Employers Seeking to Curb Employee Mobile Phone Use at Work? Don’t Use Illegal Signal Jammer – FCC is “Listening”
Some employers, particularly those in manufacturing, health care, and other situations where mobile phone use could interfere with employee safety, have come up with novel approaches to curbing employees’ uses of mobile phones. While a policy restricting personal phone calls and texting may be acceptable, installation of a signal jammer to prevent employees from accessing the network is unlawful and can subject the employer to significant penalties. R&N (“RNM”) Manufacturing, Ltd. In Houston, Texas learned this lesson the hard way when the Federal Communications Commission (“FCC”) showed up at its manufacturing facility.
As background, RNM purchased a signal jammer online in February 2013, to prevent employees from placing wireless calls from the factory, by blocking cell phone communications. With very limited exceptions, the Communications Act and the FCC’s rules bar the importation, use, marketing, manufacturing, and sale of jammers. Jammers may be available for sale all over the Internet, but they are prohibited. The reason behind this prohibition is that jammers can interfere with emergency and other communications services, including GPS. Signal jammers typically transmit high-powered radio signals that interfere with authorized communications. The interference can, among other dangers, place first responders and the public at risk if critical communications cannot be transmitted.

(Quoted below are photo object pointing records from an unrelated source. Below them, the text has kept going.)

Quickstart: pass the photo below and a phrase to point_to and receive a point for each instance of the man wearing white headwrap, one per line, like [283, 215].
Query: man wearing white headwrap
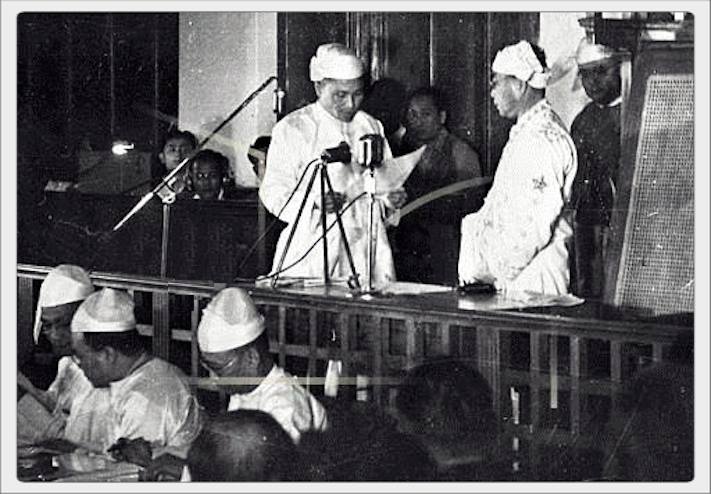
[301, 137]
[78, 409]
[517, 240]
[596, 133]
[234, 344]
[152, 410]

AT&T determined that a signal originating from RNM’s Houston facilities was interfering with AT&T’s signal, and reported the interference to the FCC’s Enforcement Bureau. FCC field agents in Houston conducted an investigation and found strong signals coming from RNM’s Houston facility. The agents subsequently visited the facility to determine the source of the interference and to notify a corporate officer. RNM’s CFO confirmed the jammer and promised to discontinue the jammer’s use. A formal enforcement action followed.
After analyzing the facts and the agency’s forfeiture guidelines, the FCC imposed a forfeiture on RNM of $29,250 for the 10-day operation (and the voluntary relinquishment of the illegal device). While this is not a huge penalty, the FCC noted that it could have imposed a forfeiture in excess of $337,000 had it imposed a straightforward application of the statutory maximum.

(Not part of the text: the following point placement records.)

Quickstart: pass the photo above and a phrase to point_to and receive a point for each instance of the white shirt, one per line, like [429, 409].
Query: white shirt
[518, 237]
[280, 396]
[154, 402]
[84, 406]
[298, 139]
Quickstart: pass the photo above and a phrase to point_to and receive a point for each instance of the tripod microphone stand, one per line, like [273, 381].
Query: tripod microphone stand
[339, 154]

There are a few important points to note here. First, employers seeking to curb employee mobile use should rely on policies and enforcement, rather than “self-help” through installation of their own devices. While jammers are available for purchase online – they are illegal irrespective of what a website might advertise.
Second, while companies might not expect an FCC official to show up at their door for an investigation, the agency (like many other agencies) has field agents and they do conduct on-site investigations – including without notice. All organizations should have a designated officer or senior employee who is trained to interface with investigators. Outside counsel can also be key here to interact with the agents and help guide the company through the audit.

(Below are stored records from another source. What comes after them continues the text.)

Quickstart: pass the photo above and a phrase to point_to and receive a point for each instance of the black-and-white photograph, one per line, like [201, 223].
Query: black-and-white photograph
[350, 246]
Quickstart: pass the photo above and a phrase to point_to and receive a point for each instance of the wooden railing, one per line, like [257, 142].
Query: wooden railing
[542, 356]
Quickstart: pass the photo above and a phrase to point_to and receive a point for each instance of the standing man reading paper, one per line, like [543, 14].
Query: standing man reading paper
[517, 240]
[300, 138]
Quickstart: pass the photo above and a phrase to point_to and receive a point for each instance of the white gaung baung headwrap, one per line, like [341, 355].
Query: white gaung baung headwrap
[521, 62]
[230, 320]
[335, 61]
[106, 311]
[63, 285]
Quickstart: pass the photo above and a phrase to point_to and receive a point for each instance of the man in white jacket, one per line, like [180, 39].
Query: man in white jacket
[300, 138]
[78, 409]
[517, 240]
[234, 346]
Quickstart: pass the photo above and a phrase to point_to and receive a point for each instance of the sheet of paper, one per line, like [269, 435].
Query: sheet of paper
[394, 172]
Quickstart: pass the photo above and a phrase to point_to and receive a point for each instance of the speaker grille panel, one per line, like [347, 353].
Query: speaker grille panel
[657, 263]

Third, monetary penalties can be steep. A mere 10 days’ use of the signal jammer cost RNM a nearly $30,000 penalty plus likely legal fees and employee time. Had RNM been using the cell jammer over a longer time period, it could have faced a six-figure fine.
Fourth, even though RNM was not an “FCC-regulated” entity such as a broadcast station, telecom company, etc., it understood the need to be responsive and to take the matter seriously. Just because a company is not regularly under an agency’s jurisdiction doesn’t mean it is not subject to the agency’s enforcement powers. Federal agencies such as the FCC and FTC enforce laws with wide-ranging implications and can subject companies in various industries to their jurisdiction.
The FCC’s Notice of Apparent Liability for Forfeiture is available here.